## Day 4: Application: Tree-Based Partially Linear Model with Cross fitting

Define $X=(V,W)$ and let
$$
Y = \alpha D + \gamma'V + g(W) + \varepsilon
$$
where $\mathbb{E}(\varepsilon|D,X)=0$. Here, $D$ is the treatment of interest, $V$ is a control variable that we assume is both linear and additive.
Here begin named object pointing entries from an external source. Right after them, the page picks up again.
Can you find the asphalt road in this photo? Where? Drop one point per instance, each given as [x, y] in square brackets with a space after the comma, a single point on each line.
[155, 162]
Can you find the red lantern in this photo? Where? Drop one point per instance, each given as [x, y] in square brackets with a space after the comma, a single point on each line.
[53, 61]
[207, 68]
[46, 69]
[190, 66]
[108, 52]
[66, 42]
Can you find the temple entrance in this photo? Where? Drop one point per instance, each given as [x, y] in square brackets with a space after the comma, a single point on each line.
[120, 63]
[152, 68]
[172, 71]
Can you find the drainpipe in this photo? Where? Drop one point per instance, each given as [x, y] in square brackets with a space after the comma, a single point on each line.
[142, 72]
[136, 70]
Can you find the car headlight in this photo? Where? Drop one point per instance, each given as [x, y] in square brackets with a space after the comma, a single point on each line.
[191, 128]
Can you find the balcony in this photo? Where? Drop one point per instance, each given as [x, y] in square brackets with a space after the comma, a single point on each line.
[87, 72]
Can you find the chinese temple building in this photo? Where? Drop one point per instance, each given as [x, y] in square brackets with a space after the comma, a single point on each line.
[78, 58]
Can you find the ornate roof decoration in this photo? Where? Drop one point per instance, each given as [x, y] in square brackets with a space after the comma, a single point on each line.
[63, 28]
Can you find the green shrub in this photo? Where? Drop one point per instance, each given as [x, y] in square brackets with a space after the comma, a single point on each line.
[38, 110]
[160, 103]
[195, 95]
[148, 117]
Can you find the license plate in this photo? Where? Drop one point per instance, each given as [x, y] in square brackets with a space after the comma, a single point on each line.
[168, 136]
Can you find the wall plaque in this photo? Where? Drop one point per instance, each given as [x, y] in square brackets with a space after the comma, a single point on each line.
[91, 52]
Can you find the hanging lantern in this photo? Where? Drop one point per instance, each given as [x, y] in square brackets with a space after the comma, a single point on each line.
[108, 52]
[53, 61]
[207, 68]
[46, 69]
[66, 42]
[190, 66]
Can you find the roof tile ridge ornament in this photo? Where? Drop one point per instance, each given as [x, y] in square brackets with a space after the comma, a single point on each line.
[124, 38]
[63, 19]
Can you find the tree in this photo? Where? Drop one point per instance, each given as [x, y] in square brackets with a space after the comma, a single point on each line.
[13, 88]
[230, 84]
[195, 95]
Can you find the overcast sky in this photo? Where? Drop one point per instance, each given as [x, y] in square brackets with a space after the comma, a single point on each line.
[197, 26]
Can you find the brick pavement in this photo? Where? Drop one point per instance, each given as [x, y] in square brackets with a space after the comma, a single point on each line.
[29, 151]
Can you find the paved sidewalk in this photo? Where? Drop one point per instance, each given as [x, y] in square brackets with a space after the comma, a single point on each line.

We estimate $\alpha$ using the Robinson's two-step method as described below.
1. We estimate the conditional expectations $f_y(w) = \mathbb{E}(Y|W=w)$ and $f_{dv}(w)=\mathbb{E}(V,D|W=w)$ using RF, XGB, or XGB with row subsampling.
2. Estimate $\alpha$ and $\gamma$ jointly by regressing $(y_i-\hat{f}_y(w_i))$ on $((d_i,v_i)-\hat{f}_{dv}(w_i))$.

$\hat{f}$ is estimated by RF, XGB, or XGB with row subsampling. $V\in\mathbb{R}^2$ is given as log household income and individual age. We may attempt to reduce the bias of the estimates by employing cross fitting. In other words, we split the data into $K$ folds. For each fold, we use the data from the other folds to estimate the conditional expectations in Step 1. Then, we use the estimated conditional expectations to compute the 'prediction' error in Step 2. After collecting the 'prediction' error for each of the folds, we again regress the errors in $y_i$ on the errors on $(d_i,v_i)$ to obtain estimates of $\hat\alpha$ and $\hat\gamma$.

In [1]:
# Import data
import datetime
import numpy as np
import pandas as pd
import matplotlib.pyplot as plt
from functions import *

import statsmodels.api as sm 
from IPython.display import display, HTML
import plotly
import tensorflow as tf
import random
import sqlite3
import os
seed = 42
X_used, Y = get_data(seed)
n = X_used.shape[0]

grid_size = 50
a_grid = np.linspace(np.min(X_used.age), np.max(X_used.age), grid_size)
w_grid = np.linspace(np.min(X_used.hh_inc), np.max(X_used.hh_inc), grid_size)
xv, wv = np.meshgrid(a_grid, w_grid, indexing='ij')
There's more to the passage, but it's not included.